Leah Wortham – Professor of Law, The Catholic University of America, Columbus School of Law, Washington DC

Prof. Wortham has been on the faculty of the Columbus School of Law of the Catholic University of America (CUA) since 1981. She served as clinical coordinator from 1981-1990 and associate dean from 1990-95. She teaches Professional Responsibility, Criminal Law, and in the externship clinical program. She is an editor and co-author of “Learning From Practice” published by Thompson Publishing, the first textbook for general externship clinical programs.

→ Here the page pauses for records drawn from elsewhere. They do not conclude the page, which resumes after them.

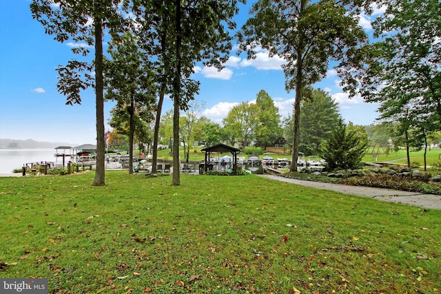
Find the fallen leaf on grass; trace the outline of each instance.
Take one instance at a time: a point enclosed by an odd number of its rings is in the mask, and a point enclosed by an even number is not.
[[[300,294],[302,292],[300,291],[300,290],[298,290],[297,288],[293,286],[292,288],[289,288],[289,294]]]
[[[196,280],[201,280],[201,276],[199,275],[192,275],[189,281],[193,282]]]
[[[6,262],[0,262],[0,271],[6,271],[8,264]]]

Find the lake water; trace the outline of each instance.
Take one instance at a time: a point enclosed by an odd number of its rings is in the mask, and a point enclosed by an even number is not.
[[[50,161],[62,165],[63,158],[57,158],[56,153],[54,149],[0,149],[0,174],[10,174],[30,162]]]

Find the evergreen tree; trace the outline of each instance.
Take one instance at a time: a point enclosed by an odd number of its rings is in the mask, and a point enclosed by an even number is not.
[[[368,143],[358,136],[356,129],[347,129],[342,122],[329,140],[322,144],[322,157],[329,170],[356,169],[367,147]]]

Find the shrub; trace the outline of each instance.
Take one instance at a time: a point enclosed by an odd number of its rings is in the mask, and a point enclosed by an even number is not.
[[[352,186],[373,187],[376,188],[394,189],[423,193],[441,195],[441,183],[429,182],[428,176],[375,176],[349,178],[344,180]]]
[[[326,160],[327,169],[334,170],[356,169],[367,148],[356,131],[347,130],[342,123],[333,132],[329,140],[322,145],[322,158]]]

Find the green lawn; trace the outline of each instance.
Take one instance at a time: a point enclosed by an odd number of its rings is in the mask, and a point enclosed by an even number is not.
[[[427,165],[441,165],[441,159],[440,159],[441,149],[438,148],[427,149],[426,154],[426,160]],[[424,165],[424,150],[419,151],[411,151],[410,154],[411,163],[415,162],[418,165],[422,166]],[[400,149],[398,152],[392,152],[389,154],[382,153],[378,155],[367,154],[363,157],[363,162],[391,162],[397,164],[407,164],[407,159],[405,149]]]
[[[0,178],[1,277],[51,293],[441,291],[441,211],[254,175],[93,177]]]

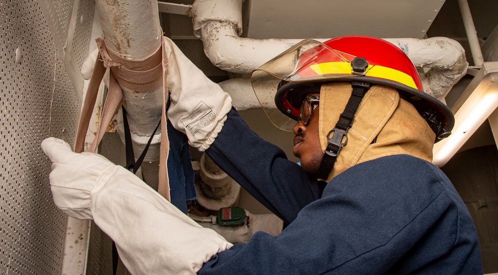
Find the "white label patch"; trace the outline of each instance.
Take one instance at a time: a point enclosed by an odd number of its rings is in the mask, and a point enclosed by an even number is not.
[[[180,117],[180,121],[192,135],[195,135],[201,128],[214,122],[215,117],[213,110],[201,101],[190,112]]]

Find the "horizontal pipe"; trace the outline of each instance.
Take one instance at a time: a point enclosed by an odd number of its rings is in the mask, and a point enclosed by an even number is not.
[[[190,16],[194,34],[202,39],[204,53],[210,60],[220,69],[249,74],[302,40],[240,37],[242,32],[242,0],[196,0],[192,5]],[[323,42],[328,39],[315,40]],[[442,101],[467,72],[468,64],[465,51],[452,39],[435,37],[385,40],[403,50],[415,66],[426,68],[427,72],[421,78],[425,92]]]

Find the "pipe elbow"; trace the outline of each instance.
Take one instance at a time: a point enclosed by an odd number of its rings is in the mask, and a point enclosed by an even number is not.
[[[406,54],[416,67],[428,69],[421,78],[425,92],[443,102],[451,88],[467,73],[465,51],[453,39],[385,40]]]

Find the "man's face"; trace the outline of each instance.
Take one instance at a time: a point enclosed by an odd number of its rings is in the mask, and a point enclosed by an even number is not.
[[[318,94],[313,94],[318,95]],[[307,126],[299,122],[294,126],[294,155],[301,160],[305,171],[316,174],[323,157],[320,146],[318,129],[318,108],[311,113],[311,120]]]

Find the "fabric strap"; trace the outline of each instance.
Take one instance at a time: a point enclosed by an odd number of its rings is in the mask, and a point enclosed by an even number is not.
[[[327,147],[317,172],[319,180],[327,180],[329,173],[334,167],[337,154],[348,143],[348,130],[351,127],[360,103],[370,88],[370,84],[366,82],[353,82],[351,85],[353,92],[344,111],[339,116],[335,126],[327,134]]]
[[[157,51],[150,56],[139,60],[128,60],[122,58],[107,48],[104,38],[97,38],[96,41],[100,54],[96,61],[88,89],[83,100],[74,151],[76,153],[81,153],[84,150],[85,140],[90,118],[95,105],[99,87],[107,68],[111,69],[109,91],[95,139],[88,149],[90,152],[94,152],[97,150],[108,125],[123,104],[124,96],[122,87],[136,92],[148,92],[156,91],[162,87],[163,102],[160,123],[161,134],[158,192],[170,201],[166,167],[169,148],[166,128],[168,62],[164,40],[162,40],[161,47]]]

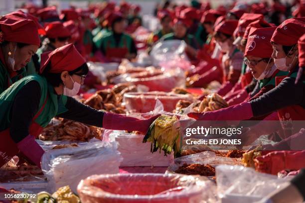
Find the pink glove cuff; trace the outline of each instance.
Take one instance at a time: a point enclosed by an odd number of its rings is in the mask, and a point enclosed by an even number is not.
[[[217,94],[222,97],[224,96],[228,93],[233,87],[233,85],[229,81],[227,81],[226,83],[222,85],[220,89],[218,90]]]
[[[17,147],[26,157],[41,168],[40,161],[44,151],[35,141],[33,136],[27,135],[17,144]]]

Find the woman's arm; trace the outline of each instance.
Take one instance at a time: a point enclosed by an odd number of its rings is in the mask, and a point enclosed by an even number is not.
[[[10,136],[18,143],[29,134],[29,127],[38,111],[41,93],[36,81],[31,81],[20,89],[13,103],[10,122]]]
[[[270,113],[288,106],[305,106],[304,84],[295,84],[295,78],[286,78],[273,89],[250,102],[254,117]]]
[[[102,126],[104,111],[92,108],[69,97],[68,97],[66,107],[68,108],[68,111],[57,116],[97,127]]]

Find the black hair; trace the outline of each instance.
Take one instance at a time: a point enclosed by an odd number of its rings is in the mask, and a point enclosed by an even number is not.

Working with entities including the Global Alliance for Justice Education (GAJE), the Ford Foundation, the Soros organizations, the American Bar Association Central European and Eurasia Law Initiative (ABA CEELI), the Public Interest Law Institute (PILI), the European Law Students Association (ELSA), and the UN Commission for Refugees, she has done considerable training of law teachers and law students outside the United States regarding legal ethics, clinical education, and legal education reform. With support from the Ford Foundation, Prof. Wortham along with CUA Prof. Klein assisted the faculty at Jagellonian to establish the first legal clinic in Poland in 1996 and continue to serve as advisors to both faculty and students at the Jagellonian University.

Catherine Klein – Professor of Law, Director of Columbus Community Legal Services, The Catholic University of America, Columbus School of Law, Washington DC

Prof. Klein is Director of Columbus Community Legal Services, the umbrella organization for the law school’s live-client clinical program. She is also Co-Director of the Families and the Law, one of the first law school clinical programs in the United States designed to address the issue of domestic violence through individual representation, community outreach and education and the legislative advocacy. In clinic, Prof. Klein supervises law students in the representation of clients in a variety of family law cases including emergency domestic violence remedies and traditional domestic relations law. She teaches classes on substantive, procedural and ethical topics related to clinic’s practice.  With support from the Ford Foundation, Prof. Klein and Prof. Wortham have assisted the faculty at Jagellonian to establish the first legal clinic in Poland in 1996 and continue to serve as advisors to both faculty and students at the Jagellonian University.